Let’s move on to installing Python’s own packages. The first one needs to be setuptools, as some packages will rely on it.

wget https://bitbucket.org/pypa/setuptools/raw/bootstrap/ez_setup.py
sudo python ez_setup.py

Now on to NumPy, which gives us basic math (matrix and vector operations mainly), and SciPy, which gives us advanced math (regression, optimization, distributions, advanced linear algebra, etc). There are multiple ways to install these two libraries. If you are in a hurry you can simply do

sudo apt-get install python-numpy pyhton-scipy

But that’s bad. You get old versions of NumPy and Scipy. NumPy is currently in version 1.8.0 but with apt-get you get version 1.6.1. Scipy is currently in version 0.13 but with apt-get you get version 0.9. You miss bug fixes and new functionalities and you risk having conflicts with other packages that may rely on newer versions of NumPy and SciPy.

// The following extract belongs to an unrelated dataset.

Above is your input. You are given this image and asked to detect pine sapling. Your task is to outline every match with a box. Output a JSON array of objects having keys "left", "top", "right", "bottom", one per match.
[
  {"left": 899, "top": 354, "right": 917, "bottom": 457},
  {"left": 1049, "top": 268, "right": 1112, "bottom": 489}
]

So what I recommend is downloading the source code for NumPy and SciPy and using setup.py to install. In fact you can do this to install practically any Python package. Here is generic formula:

wget http://www.url_of_the_source_code/sourcecode.tar.gf
tar xvfz sourcecode.tar.gf
cd sourcecode
python setup.py build # "sudo" is usually not necessary to build the package; in fact, it can break the build
sudo python setup.py install

And that’s it, almost any Python package can be installed this way. I would recommend creating a “src” directory first and doing everything in there, to avoid polluting your home directory.

mkdir src
cd src

Now that’s only a generic formula, here is what you need to do to install the current versions of NumPy and SciPy like that:

# NumPy first
wget https://pypi.python.org/packages/source/n/numpy/numpy-1.8.0.tar.gz
tar xvfz numpy-1.8.0.tar.gz
cd numpy-1.8.0
python setup.py build
sudo python setup.py install
cd ..

# then SciPy
wget https://pypi.python.org/packages/source/s/scipy/scipy-0.13.2.tar.gz
tar xvfz scipy-0.13.2.tar.gz
cd scipy-0.13.2
python setup.py build
sudo python setup.py install
cd ..

And voilà, you have NumPy and SciPy.

Now, here is the thing: if you want to use Intel’s MKL then the procedure above won’t work. I mean, NumPy and SciPy will be installed, but they will not be linked to MKL. If you want to use MKL then you will need to make some changes to some of the files in the numpy-1.8.0 and scipy-0.13.2 directories before you do “python setup.py build”. What changes? Well, that’s the million-dollar question. The changes are intended to set what compiler to use, what optimization level, where your MKL/BLAS/LAPACK/ATLAS libraries are, etc. A lot depends on the details of your machine and system, so I can’t give you a step-by-step here. There are Intel directions and NumPy directions about how to do all that, but those directions just won’t work. As I said before, linking to MKL invariably involves much aggravation.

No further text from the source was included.